An annoyed huff. “It’s not made to haul stuff, just people. Plus, it might scratch the leather.”

“And you paid how much for something that can’t manage a trip to the hardware store?”

“Whatever. Never mind.”

The rule is they have to bring it back in the same or better condition, and they need to leave me something to drive. It seems my kids never know what we’ll be in one day to the next. My most recent hooptie was a new BMW 3somethingoranother. I have to confess, I almost sold the van.

The first thing I noticed is that the BMW actually drove where you pointed it. I’ve always suspected that the steering wheel of the van is attached by rubber bands. You turn the wheel and it might turn. But you never know how much. Or how fast. Or, my personal favorite, it turns by itself when the wind blows. Which is why all Indy 500 winners for the past millennia still practice on full size vans. All us full-size-van dads have known this fact for years. It’s like running with weights on your ankles. A good van hones your reflexes.

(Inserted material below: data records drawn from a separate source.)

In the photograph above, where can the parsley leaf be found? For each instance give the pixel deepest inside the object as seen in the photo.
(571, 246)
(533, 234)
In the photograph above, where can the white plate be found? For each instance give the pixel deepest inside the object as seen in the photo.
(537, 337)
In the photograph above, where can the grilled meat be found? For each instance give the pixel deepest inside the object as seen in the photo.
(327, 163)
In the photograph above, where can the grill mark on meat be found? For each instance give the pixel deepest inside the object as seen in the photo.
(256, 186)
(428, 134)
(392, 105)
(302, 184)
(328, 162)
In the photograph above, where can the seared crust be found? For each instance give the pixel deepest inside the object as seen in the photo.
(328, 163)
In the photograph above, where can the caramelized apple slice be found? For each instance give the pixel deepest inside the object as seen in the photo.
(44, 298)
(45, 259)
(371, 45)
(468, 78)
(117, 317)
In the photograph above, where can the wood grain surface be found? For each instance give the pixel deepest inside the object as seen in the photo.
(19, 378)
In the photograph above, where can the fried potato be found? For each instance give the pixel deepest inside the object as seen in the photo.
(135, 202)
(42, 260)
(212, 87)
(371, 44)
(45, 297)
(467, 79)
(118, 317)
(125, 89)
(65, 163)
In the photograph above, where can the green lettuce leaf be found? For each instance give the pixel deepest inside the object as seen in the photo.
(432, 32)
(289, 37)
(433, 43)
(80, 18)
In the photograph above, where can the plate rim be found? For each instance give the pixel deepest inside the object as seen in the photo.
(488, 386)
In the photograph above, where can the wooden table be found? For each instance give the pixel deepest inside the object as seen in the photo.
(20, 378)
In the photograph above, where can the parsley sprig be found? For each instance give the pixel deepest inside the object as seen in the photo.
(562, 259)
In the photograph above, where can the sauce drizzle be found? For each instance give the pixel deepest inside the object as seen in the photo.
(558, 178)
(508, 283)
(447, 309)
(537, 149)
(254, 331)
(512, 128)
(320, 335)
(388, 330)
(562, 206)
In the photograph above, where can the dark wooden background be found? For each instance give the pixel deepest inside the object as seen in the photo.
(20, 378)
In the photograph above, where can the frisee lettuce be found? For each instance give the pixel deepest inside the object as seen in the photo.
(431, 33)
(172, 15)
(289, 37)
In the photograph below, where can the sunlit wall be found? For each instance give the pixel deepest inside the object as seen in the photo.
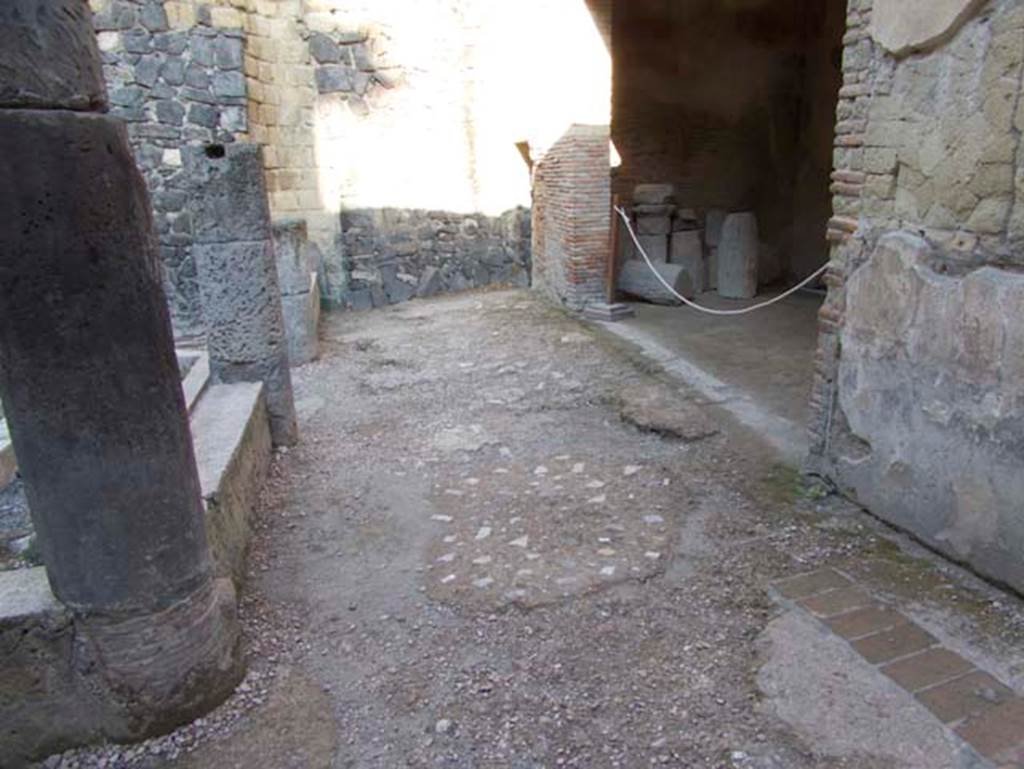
(472, 78)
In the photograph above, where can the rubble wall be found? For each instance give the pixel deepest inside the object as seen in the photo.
(384, 105)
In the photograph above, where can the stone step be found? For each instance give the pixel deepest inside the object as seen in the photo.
(231, 437)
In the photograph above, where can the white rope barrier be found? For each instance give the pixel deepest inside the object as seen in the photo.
(710, 310)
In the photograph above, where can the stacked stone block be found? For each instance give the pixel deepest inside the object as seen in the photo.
(395, 255)
(175, 86)
(238, 274)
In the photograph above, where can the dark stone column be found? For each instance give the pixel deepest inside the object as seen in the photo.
(233, 252)
(91, 386)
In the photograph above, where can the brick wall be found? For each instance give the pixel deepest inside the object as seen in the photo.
(571, 217)
(918, 409)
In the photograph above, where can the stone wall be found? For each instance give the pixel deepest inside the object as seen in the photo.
(398, 254)
(175, 82)
(359, 105)
(918, 395)
(571, 217)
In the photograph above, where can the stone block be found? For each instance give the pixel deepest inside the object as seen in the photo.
(173, 72)
(294, 268)
(687, 251)
(655, 246)
(228, 53)
(334, 79)
(713, 226)
(153, 16)
(204, 115)
(324, 49)
(229, 191)
(275, 374)
(169, 112)
(229, 84)
(653, 195)
(46, 62)
(769, 264)
(711, 273)
(902, 27)
(430, 283)
(244, 318)
(230, 433)
(146, 71)
(737, 257)
(197, 77)
(653, 219)
(302, 324)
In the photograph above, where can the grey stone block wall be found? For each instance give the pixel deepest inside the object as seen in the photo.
(173, 88)
(394, 255)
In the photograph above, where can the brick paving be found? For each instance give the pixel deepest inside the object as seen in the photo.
(981, 710)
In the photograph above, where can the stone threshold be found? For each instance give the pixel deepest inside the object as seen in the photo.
(978, 708)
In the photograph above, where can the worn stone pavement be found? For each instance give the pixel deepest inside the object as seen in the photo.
(477, 558)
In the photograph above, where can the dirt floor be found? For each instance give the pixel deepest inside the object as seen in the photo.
(508, 540)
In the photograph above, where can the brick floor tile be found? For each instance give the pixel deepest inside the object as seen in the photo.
(998, 732)
(837, 602)
(890, 644)
(927, 669)
(865, 622)
(808, 585)
(968, 695)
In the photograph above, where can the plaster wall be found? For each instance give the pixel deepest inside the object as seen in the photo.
(920, 395)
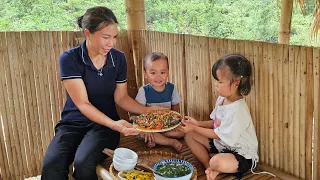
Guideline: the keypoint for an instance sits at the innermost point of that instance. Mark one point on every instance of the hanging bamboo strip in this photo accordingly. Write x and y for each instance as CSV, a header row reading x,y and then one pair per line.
x,y
308,128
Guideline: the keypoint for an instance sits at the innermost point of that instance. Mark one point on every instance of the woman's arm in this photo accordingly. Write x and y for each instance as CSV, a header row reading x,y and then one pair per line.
x,y
175,108
77,91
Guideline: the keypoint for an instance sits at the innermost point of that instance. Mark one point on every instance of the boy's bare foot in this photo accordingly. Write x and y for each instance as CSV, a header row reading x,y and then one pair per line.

The BMW also reacts completely different than the van when you press the accelerator. Mainly, it goes. And not just a little. I runs like an Irishman from an AA meeting. Like a politician from a direct question. It moves at velocity, like it actually wants to get somewhere. I later realized I was just pressing the accelerator too hard. I was used to stomping the van’s gas pedal, which must be done till your calf cramps, just to get it through the light before it turns red again. The brakes are even worse – that can be a two-footed operation. Which is why the first time I stopped the BMW we jerked so hard the airbags blew.

But for all the BMW’s handling and good looks, I still think the Bronze Bullet’s got the upper hand. I mean, the BMW is impractical in so many ways. It doesn’t even have a key. Instead, you plug the keyless entry into the dash and press a Start button. Who thought of that? Have they ever lost a key? I can take $5 and a spare key to any hardware store and in five minutes’ walk out ready to roll.  Lose one of the BMW keyless things and you’ve gotta go to the dealer (and they ain’t as prolific as Starbucks), lay down five Ben Franklins, and in five days they’ll ship you a new one, if they deem you worthy of patronage.

Plus, my wife thinks the van is sexy. “Most of those guys are trying to make up for things in other areas,” she said with a raised eyebrow. “You’ve got nothing to worry about.”

So, to my kids’ delight, the Bronze Bullet is safe for now. We’ll keep joyfully cruising along, wresting with the wheel to stay between the lines on the road, peering down on passing BMWs while their drivers fiddle with techno gadgets and get speeding tickets. We all know they’re secretly jealous. And yes, I meant it, I will not help you move.